Como é então que ella prova a sua infallibilidade? Prohibe-nos de esquadrinhar na Biblia as regras da nossa fé, allegando que a Biblia é livro inintelligivel para nós. E, se lhe pedimos a razão d'isto, abre o livro que incessantemente lemos, esse mesmo livro cuja authenticidade e sentido só ella garante e explica. É ahi que ella pretende mostrar-nos a prova que lhe pedimos; mas nós sustentamos que ahi não ha tal prova. Além d'isso, se é mister crêr primeiro na Egreja quem houver de crêr nas Escripturas e entendel-as, que argumento é esse? Póde qualquer, em um processo, invocar contra o seu adversario um documento de que elle só se constitue interprete e juiz? Contente-se pois a Egreja em affirmar que é infallivel, mas abstenha-se de o provar.

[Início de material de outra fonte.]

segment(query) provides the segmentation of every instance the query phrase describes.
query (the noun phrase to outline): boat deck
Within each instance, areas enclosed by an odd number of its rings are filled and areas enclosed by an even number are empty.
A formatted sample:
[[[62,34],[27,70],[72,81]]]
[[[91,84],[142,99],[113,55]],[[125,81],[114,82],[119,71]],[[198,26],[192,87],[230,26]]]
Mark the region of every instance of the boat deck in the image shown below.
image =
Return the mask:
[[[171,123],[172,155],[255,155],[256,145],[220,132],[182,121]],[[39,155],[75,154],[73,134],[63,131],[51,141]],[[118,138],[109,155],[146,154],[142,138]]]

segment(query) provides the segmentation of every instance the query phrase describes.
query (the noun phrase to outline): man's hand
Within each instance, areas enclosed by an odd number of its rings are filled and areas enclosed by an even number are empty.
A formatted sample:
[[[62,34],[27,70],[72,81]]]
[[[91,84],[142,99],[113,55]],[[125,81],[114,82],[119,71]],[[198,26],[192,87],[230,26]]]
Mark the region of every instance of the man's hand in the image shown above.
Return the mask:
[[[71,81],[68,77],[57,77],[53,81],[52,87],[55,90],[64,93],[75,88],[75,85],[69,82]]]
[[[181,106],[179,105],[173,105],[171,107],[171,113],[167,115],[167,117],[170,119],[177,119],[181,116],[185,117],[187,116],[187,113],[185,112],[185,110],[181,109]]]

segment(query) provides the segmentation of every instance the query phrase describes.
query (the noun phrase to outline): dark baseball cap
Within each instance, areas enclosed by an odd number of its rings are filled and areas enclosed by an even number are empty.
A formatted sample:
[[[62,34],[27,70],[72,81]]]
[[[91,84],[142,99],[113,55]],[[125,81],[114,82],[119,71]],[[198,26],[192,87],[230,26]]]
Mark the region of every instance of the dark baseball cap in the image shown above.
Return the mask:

Eu por mim não creio. A infallibilidade é um attributo incommunicavel de Deus como a eternidade e a omnipotencia. Se o Papa e os bispos fossem infalliveis, não bastaria respeital-os, seria mister adoral-os. Disso nos defenda Deus! São homens como nós. E, quando o Espirito Santo nos illustra, somos como similhantes aos candelabros do templo, e, sem o querer, confundimos a nossa sombra com a luz que dardejamos em redor.

Assim fallam os protestantes. Não digo que taes discursos sejam concludentes: não me compete a mim julgal-os; mas d'este capitulo e do anterior inferimos uma conclusão cuja justiça creio que ninguem contesta.

III

Conclusão do que fica dito
 

A conclusão que eu desejaria tirar do que fica dito é que a Biblia e a Egreja, estas duas auctoridades que se invocam em favor das penas eternas, não tem o mesmo valor no conceito de toda a gente. Um protestante renegaria o inferno, apezar dos anathemas dos Concilios, se a Escriptura lh'o não annunciasse; mas um catholico renegaria o inferno, apezar da lucidez dos textos biblicos, se aprouvesse á Egreja attribuir áquelles textos, segundo o parecer de Origenes, um sentido visivelmente conforme á justiça e bondade de Deus.

Tanto em Genebra como em Roma crê-se no inferno; mas por diversas razões; e o que parece argumento decisivo para metade dos christãos, não têm a mesma efficacia para a outra metade. Conformam-se sobre a verdade d'um prodigio, recusando de ambas as partes uma das duas testemunhas que o affirmam; os de Genebra considerando a Egreja um professorado do erro; os de Roma sustentando que a Biblia desencaminha aquelles que exclusivamente se fiam n'ella.